È la prima volta che una donna ricopre questo incarico. Con lei papa Francesco ha nuovamnte conferito a una donna una carica importante. Nuria Calduch-Benages, 63 anni, nata a Barcellona, è docente di Antico Testamento alla Pontifica Università Gregoriana. Missionaria dell’ordine della Sacra Famiglia di Nazaret, è entrata nella Commissione nel 2014. Dei venti membri cinque sono donne. Calduch-Benages inoltre fa parte del comitato scientifico della rivista Storia delle donne (università degli Studi di Firenze) e nel 2008 ha partecipato al Sinodo della Parola come esperta. La posizione di segretario della Commissione viene dopo quella del presidente, che attualmente è il cardinale Luis Ladaria, nonché prefetto della Congregazione per la dottrina della fede.
L’intervista a Nuria Calduch-Benages è di Debora Donnini (Fonte: Vatican News).
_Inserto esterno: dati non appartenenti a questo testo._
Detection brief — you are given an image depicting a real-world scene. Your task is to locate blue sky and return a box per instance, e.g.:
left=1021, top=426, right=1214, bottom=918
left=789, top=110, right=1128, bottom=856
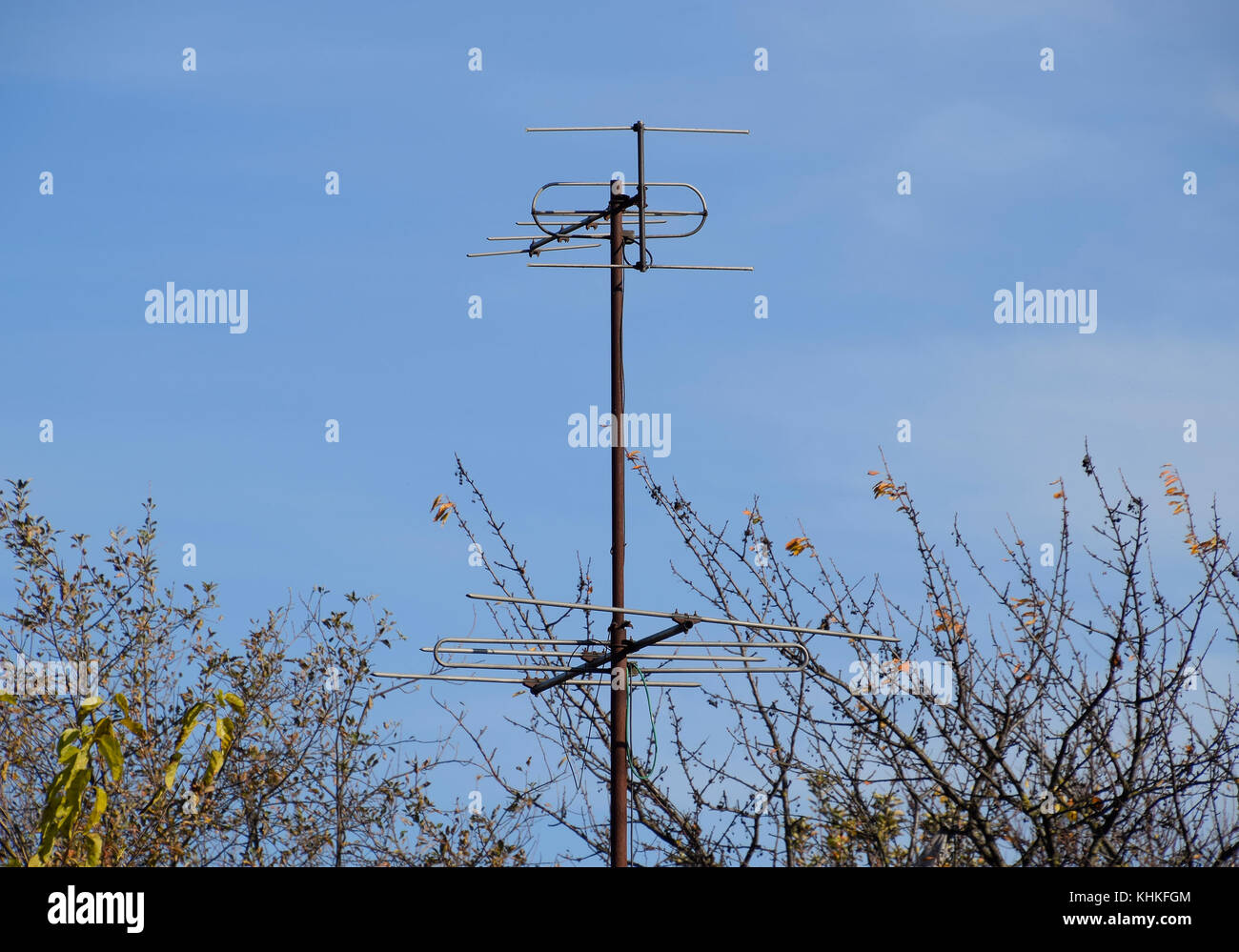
left=0, top=0, right=1239, bottom=858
Come ha accolto la nomina a segretario della Pontificia Commissione Biblica e che rilevanza ha l’essere donna in questo incarico?
Da una parte, sorpresa, perché non avrei mai immaginato di ricevere questa nomina e dall’altra gratitudine verso tutte quelle persone che hanno confidato in me. Penso che la presenza femminile in questa commissione, come anche in altre, sia un elemento positivo e significativo che apre orizzonti nella Chiesa.
Cosa ha significato l’esperienza di aver partecipato alla Commissione di studio sul diaconato della donna?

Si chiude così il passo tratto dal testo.